But is this truth, or simply jealousy? The reality likely lies somewhere in the middle. For decades Nike has made sneakers extremely cheaply and sold them for up to hundreds of dollars and Phil Knight was considered a genius. Schultz convinced Starbucks customers to pay premium prices for a product with relatively low costs.
The fact remains that business genius isn’t always about creating the best product, but about creating the perception in the marketplace that your product is worth what you’re charging, regardless of profit margins or markups. This is where Del Vecchio’s true brilliance is evident.
For all of his critics, who claim that Luxottica and its immense influence and market share is the reason why glasses cost so much across the industry (with some going so far as to call it a monopoly), Del Vecchio can simply point at the willingness of customers around the world to pay hundreds of dollars for his products, despite the existence of numerous competitors.
After all, relative newcomers like Warby Parker have established entire businesses on finding a price point that’s often below that of Luxottica’s offerings, while still making large margins (a standard pair of WP glasses start at less than $100). There’s further competition from Zenni Optical and America’s Best, brands also trying to find a price point that can undercut the offerings from Luxottica and its subsidiaries.
If anything, Del Vecchio didn’t create a monopoly, but rather built a dominant player who has forced everyone else to either rethink their business model or search for greener pastures in other industries. Despite the obvious reach of the current EssilorLuxottica conglomerate, the numbers can still be staggering.
According to the company, the combined market cap of the conglomerate when it merged was around $50 billion, and the organization maintains a workforce of more than 150,000 people.
Del Vecchio’s might be the ultimate rags-to-riches story, but that has never stopped him from continuing to work on reaching greater heights with his lifelong project. Following the merger with Essilor, it would have been easy for Del Vecchio to call it a day, and enjoy a retirement fit for a globe-trekking billionaire.
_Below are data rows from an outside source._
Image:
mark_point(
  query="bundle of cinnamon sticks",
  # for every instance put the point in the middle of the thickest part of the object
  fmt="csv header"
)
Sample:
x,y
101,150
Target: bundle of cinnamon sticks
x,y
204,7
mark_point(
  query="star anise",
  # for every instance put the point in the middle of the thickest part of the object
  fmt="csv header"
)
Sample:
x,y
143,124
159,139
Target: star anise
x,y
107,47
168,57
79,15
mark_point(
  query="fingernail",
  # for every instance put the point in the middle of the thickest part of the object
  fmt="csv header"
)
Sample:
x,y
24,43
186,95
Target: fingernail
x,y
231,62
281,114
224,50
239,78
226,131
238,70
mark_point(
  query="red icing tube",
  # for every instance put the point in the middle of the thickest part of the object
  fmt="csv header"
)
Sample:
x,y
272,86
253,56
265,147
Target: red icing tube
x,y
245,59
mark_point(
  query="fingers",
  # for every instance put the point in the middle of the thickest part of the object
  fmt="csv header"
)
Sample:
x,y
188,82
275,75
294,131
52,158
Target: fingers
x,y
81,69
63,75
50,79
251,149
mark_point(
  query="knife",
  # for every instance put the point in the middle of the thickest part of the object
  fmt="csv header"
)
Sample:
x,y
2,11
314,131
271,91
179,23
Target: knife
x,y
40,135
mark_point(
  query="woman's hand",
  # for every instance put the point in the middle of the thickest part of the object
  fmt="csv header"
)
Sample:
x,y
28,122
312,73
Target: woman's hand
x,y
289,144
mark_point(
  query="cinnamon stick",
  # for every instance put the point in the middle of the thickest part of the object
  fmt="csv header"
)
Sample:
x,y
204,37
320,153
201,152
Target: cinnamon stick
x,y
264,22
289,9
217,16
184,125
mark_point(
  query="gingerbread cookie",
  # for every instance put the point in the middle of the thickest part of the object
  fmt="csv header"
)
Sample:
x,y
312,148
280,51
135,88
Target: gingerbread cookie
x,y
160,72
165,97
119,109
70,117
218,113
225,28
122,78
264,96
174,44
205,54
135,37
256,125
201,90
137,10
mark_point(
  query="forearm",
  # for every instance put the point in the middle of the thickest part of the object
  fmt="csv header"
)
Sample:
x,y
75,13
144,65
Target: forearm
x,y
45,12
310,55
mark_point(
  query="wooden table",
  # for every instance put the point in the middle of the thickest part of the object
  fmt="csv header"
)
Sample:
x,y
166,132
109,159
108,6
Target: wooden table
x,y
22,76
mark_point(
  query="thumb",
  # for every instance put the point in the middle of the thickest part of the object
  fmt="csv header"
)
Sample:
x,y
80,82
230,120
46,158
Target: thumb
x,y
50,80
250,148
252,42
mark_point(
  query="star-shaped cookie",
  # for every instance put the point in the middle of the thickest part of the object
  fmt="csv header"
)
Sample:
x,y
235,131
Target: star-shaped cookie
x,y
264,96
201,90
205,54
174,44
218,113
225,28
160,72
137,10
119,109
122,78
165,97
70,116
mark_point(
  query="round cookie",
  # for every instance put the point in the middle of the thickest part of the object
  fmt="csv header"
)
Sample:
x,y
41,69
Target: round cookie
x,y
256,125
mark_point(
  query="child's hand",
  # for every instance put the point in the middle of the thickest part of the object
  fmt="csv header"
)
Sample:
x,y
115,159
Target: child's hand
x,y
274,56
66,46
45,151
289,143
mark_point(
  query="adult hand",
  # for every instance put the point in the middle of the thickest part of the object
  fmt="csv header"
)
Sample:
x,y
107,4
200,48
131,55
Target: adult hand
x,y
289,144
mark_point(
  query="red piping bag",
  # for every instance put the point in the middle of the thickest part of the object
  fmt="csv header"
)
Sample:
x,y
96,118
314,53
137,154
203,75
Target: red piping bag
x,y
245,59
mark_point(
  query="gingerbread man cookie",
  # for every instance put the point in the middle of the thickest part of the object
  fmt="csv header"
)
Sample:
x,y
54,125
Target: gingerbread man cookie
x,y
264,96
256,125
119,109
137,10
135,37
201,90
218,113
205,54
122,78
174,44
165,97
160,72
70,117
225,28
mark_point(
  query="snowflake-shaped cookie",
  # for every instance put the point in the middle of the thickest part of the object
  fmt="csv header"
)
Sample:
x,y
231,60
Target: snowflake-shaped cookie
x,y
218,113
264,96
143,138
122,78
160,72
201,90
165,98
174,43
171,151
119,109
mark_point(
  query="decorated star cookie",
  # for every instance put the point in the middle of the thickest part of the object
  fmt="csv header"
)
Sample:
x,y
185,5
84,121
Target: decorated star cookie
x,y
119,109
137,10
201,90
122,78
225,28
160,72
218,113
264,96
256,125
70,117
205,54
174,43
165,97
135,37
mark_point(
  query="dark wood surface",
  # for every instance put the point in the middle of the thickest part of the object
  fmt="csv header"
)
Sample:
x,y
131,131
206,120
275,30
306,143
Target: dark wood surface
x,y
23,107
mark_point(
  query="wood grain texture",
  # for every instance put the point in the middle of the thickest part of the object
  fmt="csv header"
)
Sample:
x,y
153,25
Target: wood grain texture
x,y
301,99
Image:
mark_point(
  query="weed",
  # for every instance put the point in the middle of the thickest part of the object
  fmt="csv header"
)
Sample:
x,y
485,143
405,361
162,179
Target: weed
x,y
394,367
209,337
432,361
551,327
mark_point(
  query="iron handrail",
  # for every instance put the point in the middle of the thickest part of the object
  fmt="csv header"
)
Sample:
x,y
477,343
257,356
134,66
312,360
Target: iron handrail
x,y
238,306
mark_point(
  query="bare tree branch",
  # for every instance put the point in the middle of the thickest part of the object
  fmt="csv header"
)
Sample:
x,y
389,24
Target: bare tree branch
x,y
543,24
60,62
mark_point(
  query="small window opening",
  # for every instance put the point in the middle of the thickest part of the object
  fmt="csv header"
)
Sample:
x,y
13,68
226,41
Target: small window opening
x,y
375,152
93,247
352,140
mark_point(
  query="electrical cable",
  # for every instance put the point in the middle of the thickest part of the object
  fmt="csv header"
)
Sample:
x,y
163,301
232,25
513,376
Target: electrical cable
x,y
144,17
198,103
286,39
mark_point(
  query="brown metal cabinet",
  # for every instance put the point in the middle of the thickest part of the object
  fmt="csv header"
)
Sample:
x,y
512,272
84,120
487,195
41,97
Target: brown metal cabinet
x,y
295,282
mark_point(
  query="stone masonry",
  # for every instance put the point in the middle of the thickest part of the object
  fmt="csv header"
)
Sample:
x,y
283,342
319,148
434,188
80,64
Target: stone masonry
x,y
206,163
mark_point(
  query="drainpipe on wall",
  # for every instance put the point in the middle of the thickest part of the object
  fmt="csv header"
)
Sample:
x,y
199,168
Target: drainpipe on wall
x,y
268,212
After all, he is now one of Italy’s richest men, and he owns the reportedly $40 million yacht Moneikos, which is not a bad way to enjoy one’s retirement. But that’s not his style.
It was back to work for the Italian octogenarian following the merger, retaining his title and responsibilities as Executive Chairman. After all, what would you expect from a man who dragged himself from the inauspicious beginnings of poverty into the highest echelons of the global elite?
The future looks incredibly bright for Del Vecchio and his empire, so if you don’t want to squint, you might want to grab a pair of his sunglasses. You can find them…everywhere.